While the term "Ruhr area" was not coined until the 1930s, industrial pioneers such as Franz Haniel, Mathias Stinnes, Friedrich Krupp and Friedrich Harkort had collieries and blast furnaces popping up as early as the mid-19th century. Another innovator, Count Henrich zu Stollberg-Wernigerode, also recognised the opportunity to enter the new technology of coke-fired blast furnaces. His Henrichshütte Ironworks, founded in 1854 and only shut down more than 120 years later, is one of the most long-standing ironworks in the Ruhr region and offers several routes to explore the site.

Today, the Henrichshütte is just as much an ERIH Anchor Point as the Zollern Colliery, which was built between 1898 and 1904. The magnificent model plant with its crenellated gables and the high-gloss polished machine hall with its Art Nouveau portal attracted numerous visitors right from the time of its construction. As a modern site of industrial heritage, it provides not only architectural highlights but also an authentic insight into the hard labour of the miners.
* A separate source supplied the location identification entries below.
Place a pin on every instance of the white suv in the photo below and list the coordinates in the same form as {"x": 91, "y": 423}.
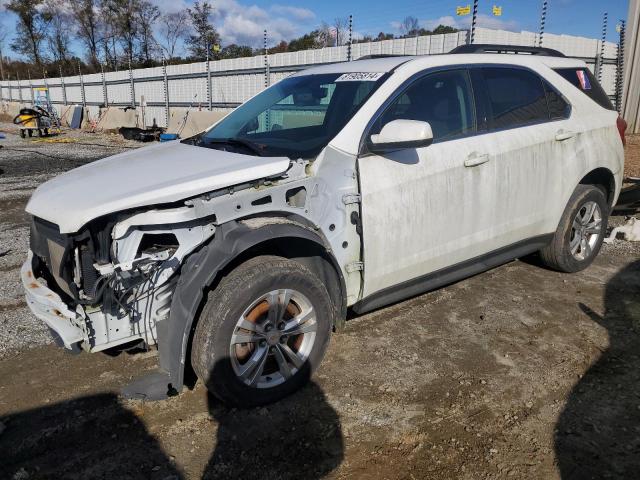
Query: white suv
{"x": 237, "y": 251}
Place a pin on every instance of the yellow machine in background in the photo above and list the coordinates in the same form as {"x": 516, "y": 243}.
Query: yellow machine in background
{"x": 35, "y": 119}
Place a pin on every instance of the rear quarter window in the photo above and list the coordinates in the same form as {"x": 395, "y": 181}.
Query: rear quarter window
{"x": 583, "y": 80}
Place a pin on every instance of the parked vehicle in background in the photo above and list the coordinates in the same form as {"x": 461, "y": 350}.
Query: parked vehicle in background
{"x": 237, "y": 251}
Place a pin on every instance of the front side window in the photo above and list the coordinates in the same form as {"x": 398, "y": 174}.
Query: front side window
{"x": 515, "y": 98}
{"x": 296, "y": 118}
{"x": 443, "y": 99}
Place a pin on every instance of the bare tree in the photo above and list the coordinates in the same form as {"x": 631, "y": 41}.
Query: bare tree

Complementing this, the Duisburg-Nord Landscape Park illustrates the technology and workflow of a blast furnace plant that August Thyssen had built in Duisburg's Meiderich district from 1901. One of the distinguishing features of this ERIH Anchor Point is the transformation of the massive former industrial site into a unique landscape park with 28 kilometres of hiking and cycling trails, climbing walls in the ore bunker, a gasometer that has been converted into Europe's largest indoor diving centre and many other attractions.

The Hansa Coking Plant, another ERIH site, is representative of the many large-scale facilities constructed throughout the Ruhr region between 1926 and 1929 to feed the booming steel industry's appetite for coke. When in operation, the coking ovens, surrounded by tar fumes and coal dust and heated to over 1,000 degrees, were a never-ending inferno - and a "forbidden city" for outsiders. Today, rusty red and birch green dominate the scene - nature is reclaiming the terrain - and the panoramic view from the 40-metre coal bunker is one of the highlights of a visit. The ERIH member Ewald Mine | Hoheward Landscape Park has also undergone profound changes: one of the Ruhr region's most productive collieries with its striking architecture from different eras has become the "Ewald future site", combining modern industrial settlements such as the hydrogen competence centre with Europe's largest slag heap scenery. This - the so-called Hoheward Landscape Park - is located right next door and amazes visitors with an astronomical park that allows them to experience ancient methods of determining time.